O cortejo de um casamento, com os noivos nos seus complicados trajes e um bando de convidados com ar comprometido, dispersava finalmente, pelas ruas adjacentes da praça. Entraram numa casa, para o final da festa, que não foi interrompida pelos combates. Começou ainda sob o domínio taliban, e terminou na cidade libertada.

Grupos de homens barbudos acercaram-se de mim. Amanhã vamos todos ao barbeiro cortar isto” diziam. Estavam contentes. “É incrível. Há uma hora os taliban estavam aqui.” Outros contaram-me como os taliban torturavam e executavam pessoas, como os roubavam, como maltratavam as mulheres.

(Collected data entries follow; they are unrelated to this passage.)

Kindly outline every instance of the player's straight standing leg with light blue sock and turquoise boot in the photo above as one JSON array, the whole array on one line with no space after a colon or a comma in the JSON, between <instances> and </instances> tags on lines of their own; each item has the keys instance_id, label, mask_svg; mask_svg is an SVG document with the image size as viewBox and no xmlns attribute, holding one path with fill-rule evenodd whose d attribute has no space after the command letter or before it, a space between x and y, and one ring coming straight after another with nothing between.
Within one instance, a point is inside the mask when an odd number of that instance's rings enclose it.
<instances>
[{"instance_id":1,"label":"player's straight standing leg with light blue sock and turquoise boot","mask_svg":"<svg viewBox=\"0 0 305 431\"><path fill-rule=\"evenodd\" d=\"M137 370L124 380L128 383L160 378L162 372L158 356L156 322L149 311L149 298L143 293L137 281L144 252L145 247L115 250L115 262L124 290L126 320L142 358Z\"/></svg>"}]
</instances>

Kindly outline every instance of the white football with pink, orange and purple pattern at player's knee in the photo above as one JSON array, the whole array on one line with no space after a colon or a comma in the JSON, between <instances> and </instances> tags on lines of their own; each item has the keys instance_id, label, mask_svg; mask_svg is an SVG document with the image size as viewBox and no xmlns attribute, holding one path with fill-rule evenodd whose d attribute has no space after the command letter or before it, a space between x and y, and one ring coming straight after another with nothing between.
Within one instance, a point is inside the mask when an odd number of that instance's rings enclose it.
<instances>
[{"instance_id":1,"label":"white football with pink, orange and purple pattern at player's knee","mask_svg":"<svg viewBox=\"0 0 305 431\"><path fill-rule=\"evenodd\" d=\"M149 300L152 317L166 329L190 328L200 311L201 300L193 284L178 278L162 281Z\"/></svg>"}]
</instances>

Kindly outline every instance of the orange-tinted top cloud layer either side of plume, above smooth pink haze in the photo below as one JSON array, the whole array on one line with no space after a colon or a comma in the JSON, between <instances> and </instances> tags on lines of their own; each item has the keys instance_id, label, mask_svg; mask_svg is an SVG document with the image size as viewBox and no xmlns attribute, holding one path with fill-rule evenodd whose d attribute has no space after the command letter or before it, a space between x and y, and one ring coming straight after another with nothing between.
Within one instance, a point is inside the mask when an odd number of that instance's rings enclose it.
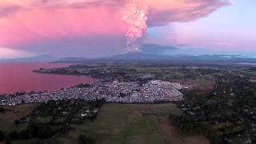
<instances>
[{"instance_id":1,"label":"orange-tinted top cloud layer either side of plume, above smooth pink haze","mask_svg":"<svg viewBox=\"0 0 256 144\"><path fill-rule=\"evenodd\" d=\"M50 8L88 8L106 6L122 10L131 0L2 0L0 15L14 10L38 10ZM146 0L150 6L149 25L162 26L169 22L187 22L229 6L231 0Z\"/></svg>"}]
</instances>

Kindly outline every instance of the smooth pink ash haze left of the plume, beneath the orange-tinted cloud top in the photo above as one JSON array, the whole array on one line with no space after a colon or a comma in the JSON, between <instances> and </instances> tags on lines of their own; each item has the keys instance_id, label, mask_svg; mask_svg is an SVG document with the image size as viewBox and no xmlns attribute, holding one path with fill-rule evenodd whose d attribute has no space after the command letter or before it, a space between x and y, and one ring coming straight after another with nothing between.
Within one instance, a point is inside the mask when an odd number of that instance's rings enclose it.
<instances>
[{"instance_id":1,"label":"smooth pink ash haze left of the plume, beneath the orange-tinted cloud top","mask_svg":"<svg viewBox=\"0 0 256 144\"><path fill-rule=\"evenodd\" d=\"M104 6L86 9L39 9L19 11L0 18L0 46L62 38L125 35L126 25L119 13Z\"/></svg>"}]
</instances>

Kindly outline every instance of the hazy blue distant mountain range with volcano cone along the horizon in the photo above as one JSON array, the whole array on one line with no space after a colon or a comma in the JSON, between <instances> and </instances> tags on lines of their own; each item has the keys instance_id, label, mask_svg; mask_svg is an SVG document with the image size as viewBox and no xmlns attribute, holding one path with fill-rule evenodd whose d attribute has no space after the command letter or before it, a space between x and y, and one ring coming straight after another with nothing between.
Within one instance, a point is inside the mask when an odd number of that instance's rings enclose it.
<instances>
[{"instance_id":1,"label":"hazy blue distant mountain range with volcano cone along the horizon","mask_svg":"<svg viewBox=\"0 0 256 144\"><path fill-rule=\"evenodd\" d=\"M91 62L91 61L170 61L170 62L252 62L256 63L256 58L246 58L241 55L163 55L148 54L144 52L130 52L118 54L104 58L62 58L56 62Z\"/></svg>"}]
</instances>

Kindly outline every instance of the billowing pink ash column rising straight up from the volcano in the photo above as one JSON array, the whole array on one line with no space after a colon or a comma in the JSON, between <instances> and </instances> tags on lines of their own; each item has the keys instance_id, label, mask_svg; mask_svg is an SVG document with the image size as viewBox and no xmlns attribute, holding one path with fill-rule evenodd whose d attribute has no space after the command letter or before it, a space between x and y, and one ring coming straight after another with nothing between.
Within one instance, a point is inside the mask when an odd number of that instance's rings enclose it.
<instances>
[{"instance_id":1,"label":"billowing pink ash column rising straight up from the volcano","mask_svg":"<svg viewBox=\"0 0 256 144\"><path fill-rule=\"evenodd\" d=\"M122 11L122 20L128 25L126 33L127 51L140 51L140 39L146 31L150 6L146 0L132 0Z\"/></svg>"}]
</instances>

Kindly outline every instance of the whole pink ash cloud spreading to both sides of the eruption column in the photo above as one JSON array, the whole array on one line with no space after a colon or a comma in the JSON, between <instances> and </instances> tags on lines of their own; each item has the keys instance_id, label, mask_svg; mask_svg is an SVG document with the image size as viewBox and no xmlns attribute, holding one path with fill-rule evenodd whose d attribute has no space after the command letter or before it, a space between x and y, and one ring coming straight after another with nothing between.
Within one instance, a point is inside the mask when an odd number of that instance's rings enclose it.
<instances>
[{"instance_id":1,"label":"whole pink ash cloud spreading to both sides of the eruption column","mask_svg":"<svg viewBox=\"0 0 256 144\"><path fill-rule=\"evenodd\" d=\"M126 34L122 10L131 0L0 0L0 46ZM148 26L206 17L230 0L146 0ZM54 49L54 48L53 48ZM122 49L122 48L121 48Z\"/></svg>"}]
</instances>

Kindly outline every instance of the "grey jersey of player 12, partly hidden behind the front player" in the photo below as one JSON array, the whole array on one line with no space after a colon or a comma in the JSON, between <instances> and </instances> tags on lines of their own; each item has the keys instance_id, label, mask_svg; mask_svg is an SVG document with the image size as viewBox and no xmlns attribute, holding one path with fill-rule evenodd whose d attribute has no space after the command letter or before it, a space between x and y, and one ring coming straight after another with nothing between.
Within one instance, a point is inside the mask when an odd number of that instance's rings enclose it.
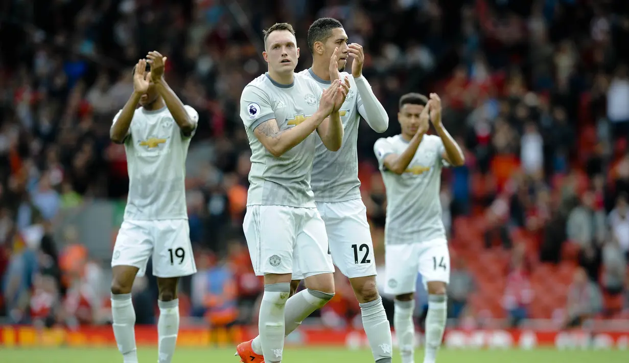
<instances>
[{"instance_id":1,"label":"grey jersey of player 12, partly hidden behind the front player","mask_svg":"<svg viewBox=\"0 0 629 363\"><path fill-rule=\"evenodd\" d=\"M330 87L330 81L318 77L312 69L299 74L315 80L321 89ZM341 79L348 76L350 91L339 113L343 121L343 143L337 152L328 150L319 135L316 135L316 154L313 162L311 184L318 202L341 202L360 198L358 179L358 155L356 143L360 124L359 108L362 105L356 82L351 74L341 73Z\"/></svg>"}]
</instances>

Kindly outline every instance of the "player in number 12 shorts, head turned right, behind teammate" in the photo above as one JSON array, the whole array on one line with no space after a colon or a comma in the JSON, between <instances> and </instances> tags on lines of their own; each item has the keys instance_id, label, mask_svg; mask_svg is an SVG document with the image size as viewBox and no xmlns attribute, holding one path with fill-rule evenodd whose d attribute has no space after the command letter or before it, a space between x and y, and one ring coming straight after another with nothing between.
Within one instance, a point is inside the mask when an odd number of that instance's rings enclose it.
<instances>
[{"instance_id":1,"label":"player in number 12 shorts, head turned right, behind teammate","mask_svg":"<svg viewBox=\"0 0 629 363\"><path fill-rule=\"evenodd\" d=\"M330 64L338 59L339 76L350 79L351 88L340 109L345 129L342 146L338 152L330 152L320 139L317 140L311 186L317 209L325 221L333 262L349 277L360 303L363 326L374 360L390 363L391 327L376 289L374 249L365 205L360 199L356 150L360 116L377 132L386 131L389 116L362 76L365 59L362 47L356 43L348 45L347 34L338 20L316 20L308 30L308 47L313 55L313 66L299 74L326 89L331 84ZM353 58L351 75L343 72L348 57ZM301 272L293 272L291 291L303 278ZM315 311L315 306L308 303L307 297L308 291L304 290L288 299L286 335ZM256 350L259 352L259 337L253 340L252 346L254 352L251 356L255 357Z\"/></svg>"}]
</instances>

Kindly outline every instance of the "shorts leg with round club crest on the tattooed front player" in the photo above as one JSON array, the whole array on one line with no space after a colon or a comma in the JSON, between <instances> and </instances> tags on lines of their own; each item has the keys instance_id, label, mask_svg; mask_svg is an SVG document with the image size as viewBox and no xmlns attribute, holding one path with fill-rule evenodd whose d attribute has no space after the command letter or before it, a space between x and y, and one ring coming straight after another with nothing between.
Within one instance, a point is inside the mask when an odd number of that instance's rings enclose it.
<instances>
[{"instance_id":1,"label":"shorts leg with round club crest on the tattooed front player","mask_svg":"<svg viewBox=\"0 0 629 363\"><path fill-rule=\"evenodd\" d=\"M295 209L287 206L247 206L243 232L257 276L293 272Z\"/></svg>"}]
</instances>

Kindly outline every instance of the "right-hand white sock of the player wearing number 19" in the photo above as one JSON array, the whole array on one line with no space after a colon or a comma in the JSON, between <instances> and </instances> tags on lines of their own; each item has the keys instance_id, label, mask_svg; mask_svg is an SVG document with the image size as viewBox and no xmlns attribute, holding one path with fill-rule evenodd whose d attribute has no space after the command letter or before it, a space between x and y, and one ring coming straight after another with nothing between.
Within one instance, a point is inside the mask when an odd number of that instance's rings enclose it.
<instances>
[{"instance_id":1,"label":"right-hand white sock of the player wearing number 19","mask_svg":"<svg viewBox=\"0 0 629 363\"><path fill-rule=\"evenodd\" d=\"M177 333L179 332L179 299L171 301L158 300L159 320L157 320L158 363L170 363L177 345Z\"/></svg>"}]
</instances>

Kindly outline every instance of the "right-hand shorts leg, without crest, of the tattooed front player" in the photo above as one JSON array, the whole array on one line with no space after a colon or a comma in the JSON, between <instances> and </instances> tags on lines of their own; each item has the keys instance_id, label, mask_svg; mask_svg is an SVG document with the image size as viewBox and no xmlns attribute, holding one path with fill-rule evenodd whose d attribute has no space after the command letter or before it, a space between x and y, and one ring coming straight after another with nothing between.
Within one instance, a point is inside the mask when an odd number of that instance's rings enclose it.
<instances>
[{"instance_id":1,"label":"right-hand shorts leg, without crest, of the tattooed front player","mask_svg":"<svg viewBox=\"0 0 629 363\"><path fill-rule=\"evenodd\" d=\"M296 271L302 274L304 279L334 272L325 223L319 211L316 208L300 208L300 216L301 228L298 230L293 252Z\"/></svg>"}]
</instances>

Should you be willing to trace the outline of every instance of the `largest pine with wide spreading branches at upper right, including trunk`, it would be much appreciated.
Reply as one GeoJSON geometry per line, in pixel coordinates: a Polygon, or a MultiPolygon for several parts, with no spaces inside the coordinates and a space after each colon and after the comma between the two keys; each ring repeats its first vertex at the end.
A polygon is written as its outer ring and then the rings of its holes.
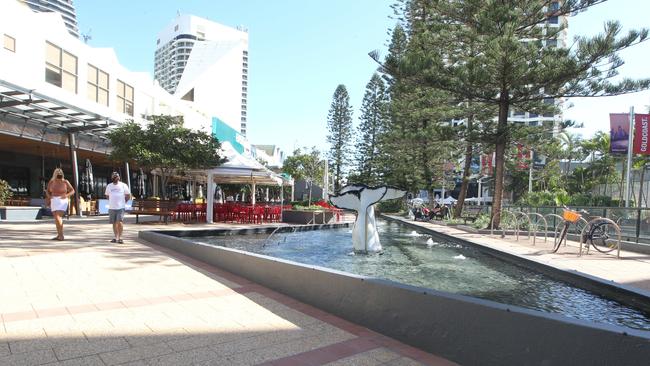
{"type": "MultiPolygon", "coordinates": [[[[579,37],[570,49],[555,47],[565,31],[563,20],[604,0],[407,0],[428,18],[419,37],[423,52],[406,64],[420,69],[421,80],[454,99],[498,109],[496,123],[484,125],[485,140],[496,154],[492,215],[499,225],[504,191],[505,157],[513,141],[511,109],[555,111],[553,100],[602,97],[650,87],[650,80],[612,81],[623,64],[619,51],[644,41],[648,31],[621,36],[618,22],[604,32],[579,37]],[[448,45],[453,45],[449,47],[448,45]],[[471,49],[470,49],[471,48],[471,49]],[[468,57],[472,55],[472,57],[468,57]],[[551,103],[548,103],[550,101],[551,103]]],[[[412,17],[404,12],[405,19],[412,17]]]]}

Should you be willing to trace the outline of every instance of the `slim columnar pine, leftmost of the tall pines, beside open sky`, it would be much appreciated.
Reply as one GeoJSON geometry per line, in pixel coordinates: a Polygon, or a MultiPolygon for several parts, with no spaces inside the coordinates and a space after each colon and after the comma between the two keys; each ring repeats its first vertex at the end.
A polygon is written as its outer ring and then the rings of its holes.
{"type": "Polygon", "coordinates": [[[350,161],[350,143],[352,139],[352,106],[350,96],[341,84],[336,87],[332,96],[332,104],[327,115],[330,144],[328,158],[334,171],[334,190],[338,191],[350,161]]]}

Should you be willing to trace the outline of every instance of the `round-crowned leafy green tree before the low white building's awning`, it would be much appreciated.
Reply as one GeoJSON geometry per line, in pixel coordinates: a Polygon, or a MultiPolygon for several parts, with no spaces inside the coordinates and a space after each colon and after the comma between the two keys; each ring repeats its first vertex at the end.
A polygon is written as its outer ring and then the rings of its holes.
{"type": "Polygon", "coordinates": [[[214,168],[224,162],[219,156],[219,141],[205,132],[185,128],[182,116],[150,116],[144,126],[127,121],[112,129],[108,137],[113,146],[111,159],[159,169],[163,187],[174,171],[214,168]]]}

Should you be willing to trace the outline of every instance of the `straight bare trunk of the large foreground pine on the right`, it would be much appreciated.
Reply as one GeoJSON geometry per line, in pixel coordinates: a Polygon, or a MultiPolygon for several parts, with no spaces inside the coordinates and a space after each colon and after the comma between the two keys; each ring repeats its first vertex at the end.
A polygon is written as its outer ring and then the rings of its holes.
{"type": "Polygon", "coordinates": [[[508,129],[508,92],[501,90],[501,101],[499,102],[499,122],[497,124],[497,136],[494,146],[494,199],[492,201],[492,223],[495,228],[501,223],[501,204],[503,198],[503,178],[506,155],[506,133],[508,129]]]}

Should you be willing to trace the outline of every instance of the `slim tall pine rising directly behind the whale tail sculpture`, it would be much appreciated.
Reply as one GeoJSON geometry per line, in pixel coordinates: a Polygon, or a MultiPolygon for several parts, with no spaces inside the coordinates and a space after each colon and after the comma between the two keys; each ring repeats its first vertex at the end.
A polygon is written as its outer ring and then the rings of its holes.
{"type": "Polygon", "coordinates": [[[356,179],[360,183],[374,185],[379,183],[381,178],[378,162],[379,140],[386,129],[388,119],[386,86],[377,73],[372,75],[366,85],[366,93],[361,103],[360,119],[355,151],[356,179]]]}

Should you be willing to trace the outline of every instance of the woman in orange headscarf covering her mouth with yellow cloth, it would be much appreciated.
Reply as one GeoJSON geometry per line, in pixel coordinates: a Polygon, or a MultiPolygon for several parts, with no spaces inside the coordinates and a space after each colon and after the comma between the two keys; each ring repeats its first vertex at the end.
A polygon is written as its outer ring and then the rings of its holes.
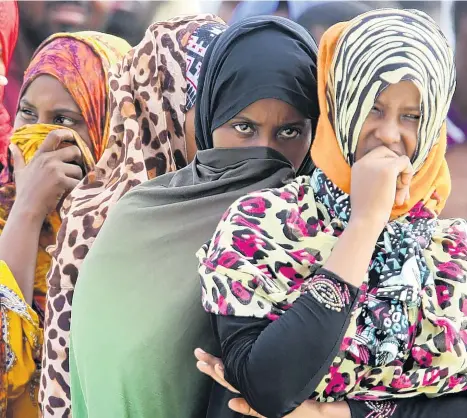
{"type": "Polygon", "coordinates": [[[109,138],[108,70],[130,49],[114,36],[56,34],[36,51],[20,93],[0,189],[0,417],[37,417],[46,274],[64,196],[109,138]],[[13,177],[14,174],[14,177],[13,177]]]}

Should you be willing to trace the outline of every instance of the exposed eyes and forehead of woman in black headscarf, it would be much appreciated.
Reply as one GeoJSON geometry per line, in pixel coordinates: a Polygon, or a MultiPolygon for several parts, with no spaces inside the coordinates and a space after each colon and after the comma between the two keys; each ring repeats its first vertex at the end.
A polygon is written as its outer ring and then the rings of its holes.
{"type": "Polygon", "coordinates": [[[215,148],[273,148],[298,169],[310,152],[311,120],[281,100],[262,99],[217,128],[212,136],[215,148]]]}

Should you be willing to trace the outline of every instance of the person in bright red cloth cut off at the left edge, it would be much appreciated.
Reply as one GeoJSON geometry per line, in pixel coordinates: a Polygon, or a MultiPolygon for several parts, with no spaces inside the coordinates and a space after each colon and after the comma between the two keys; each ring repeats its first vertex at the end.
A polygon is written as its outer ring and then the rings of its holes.
{"type": "Polygon", "coordinates": [[[18,39],[18,5],[16,1],[0,2],[0,184],[8,178],[8,145],[11,135],[11,118],[3,105],[6,76],[18,39]]]}

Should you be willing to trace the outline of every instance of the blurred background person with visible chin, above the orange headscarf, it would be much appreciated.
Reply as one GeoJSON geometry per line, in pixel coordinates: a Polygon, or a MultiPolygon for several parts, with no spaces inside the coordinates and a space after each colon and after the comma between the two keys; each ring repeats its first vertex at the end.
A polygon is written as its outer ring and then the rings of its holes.
{"type": "Polygon", "coordinates": [[[18,44],[5,88],[5,107],[14,117],[23,74],[36,48],[57,32],[102,30],[112,2],[106,1],[20,1],[18,44]]]}

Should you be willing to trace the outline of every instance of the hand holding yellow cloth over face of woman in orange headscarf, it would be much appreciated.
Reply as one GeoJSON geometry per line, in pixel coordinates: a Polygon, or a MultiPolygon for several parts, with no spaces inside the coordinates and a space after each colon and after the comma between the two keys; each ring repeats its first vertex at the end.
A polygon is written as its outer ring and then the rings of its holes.
{"type": "Polygon", "coordinates": [[[71,140],[73,135],[68,130],[50,132],[28,165],[20,149],[10,145],[16,183],[15,204],[27,208],[41,222],[56,209],[63,194],[74,189],[83,177],[81,167],[70,164],[81,161],[79,148],[76,145],[60,148],[71,140]]]}

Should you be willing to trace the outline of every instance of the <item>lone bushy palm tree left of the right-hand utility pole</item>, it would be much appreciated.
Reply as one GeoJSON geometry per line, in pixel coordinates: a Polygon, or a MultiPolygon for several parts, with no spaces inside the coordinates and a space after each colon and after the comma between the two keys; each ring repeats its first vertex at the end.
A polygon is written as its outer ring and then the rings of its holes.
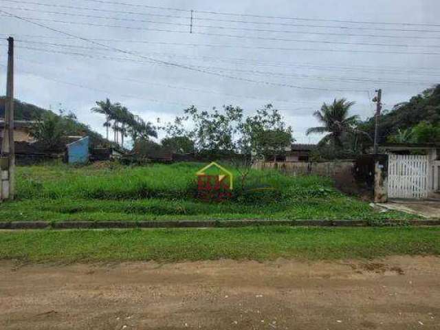
{"type": "Polygon", "coordinates": [[[341,137],[345,133],[355,133],[355,125],[357,124],[358,115],[349,116],[350,108],[355,102],[348,102],[345,98],[334,100],[333,104],[322,104],[319,111],[314,113],[322,126],[311,127],[307,129],[307,135],[312,133],[328,133],[322,138],[320,144],[333,142],[338,146],[342,146],[341,137]]]}

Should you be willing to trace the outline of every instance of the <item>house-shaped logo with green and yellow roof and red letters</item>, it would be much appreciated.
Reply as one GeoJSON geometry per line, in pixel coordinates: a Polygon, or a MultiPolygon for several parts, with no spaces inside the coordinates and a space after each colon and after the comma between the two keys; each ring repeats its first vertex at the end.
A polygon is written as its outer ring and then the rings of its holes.
{"type": "Polygon", "coordinates": [[[232,190],[234,188],[232,173],[216,162],[203,167],[196,175],[199,178],[199,187],[205,184],[210,190],[220,190],[221,188],[232,190]]]}

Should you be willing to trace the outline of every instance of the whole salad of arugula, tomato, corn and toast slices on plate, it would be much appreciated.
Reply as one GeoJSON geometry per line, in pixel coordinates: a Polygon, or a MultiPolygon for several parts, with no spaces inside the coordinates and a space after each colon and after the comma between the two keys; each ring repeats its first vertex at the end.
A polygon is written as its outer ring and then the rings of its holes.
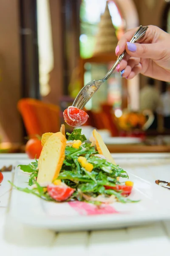
{"type": "Polygon", "coordinates": [[[81,129],[65,134],[62,125],[57,133],[42,135],[40,158],[28,165],[19,165],[28,173],[28,186],[16,189],[46,201],[84,201],[91,204],[136,202],[128,196],[133,182],[116,165],[101,135],[94,130],[87,142],[81,129]],[[126,180],[126,181],[123,181],[126,180]]]}

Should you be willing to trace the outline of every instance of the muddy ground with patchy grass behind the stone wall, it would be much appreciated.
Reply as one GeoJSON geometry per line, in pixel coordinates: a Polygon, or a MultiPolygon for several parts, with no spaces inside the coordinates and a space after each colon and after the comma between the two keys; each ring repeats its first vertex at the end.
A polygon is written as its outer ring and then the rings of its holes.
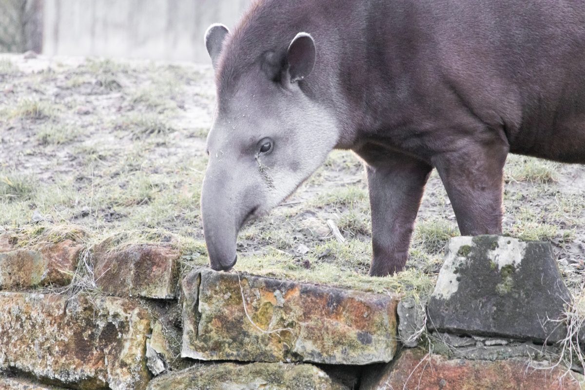
{"type": "MultiPolygon", "coordinates": [[[[185,265],[207,264],[199,195],[211,67],[4,55],[0,89],[0,233],[63,227],[84,232],[88,244],[171,241],[185,265]]],[[[567,285],[582,294],[585,167],[510,156],[505,181],[504,233],[550,241],[567,285]]],[[[243,229],[236,270],[426,293],[446,241],[459,234],[436,172],[405,272],[367,276],[370,234],[362,164],[333,151],[290,199],[243,229]]]]}

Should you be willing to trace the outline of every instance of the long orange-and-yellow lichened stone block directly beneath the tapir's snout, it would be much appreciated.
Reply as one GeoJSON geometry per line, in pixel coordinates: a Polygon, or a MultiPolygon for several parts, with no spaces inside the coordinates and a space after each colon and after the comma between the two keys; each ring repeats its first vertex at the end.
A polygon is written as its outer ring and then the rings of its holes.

Uns vinte por cento da população da cidade fugiram com os taliban, não tinham outro remédio”, disse-me Chessik, 17 anos. Fui a casa dele. O pai, Raussuzin, 60 anos, era professor de religião na escola secundária. Estava a ouvir uma emissora iraniana no rádio portátil que tinha tido escondido em casa. Foi com esse rádio que soube do atentado ao World Trade Center. Um atentado terrorista. O povo do Afeganistão condena o terrorismo, o Islão não tem nada a ver com o terrorismo nem com as acções dos taliban.” Na parede da sala onde me ofereceu um chá, havia um retrato de Atik, o irmão de Chassik que aos 21 anos foi morto pelos taliban. O Islão é uma religião evoluída”, disse ainda o professor.

Pouco depois, perguntei a dois homens na rua se sabiam quem era Bin Laden. Não, nunca ouvimos falar. Não somos pessoas muito cultas”.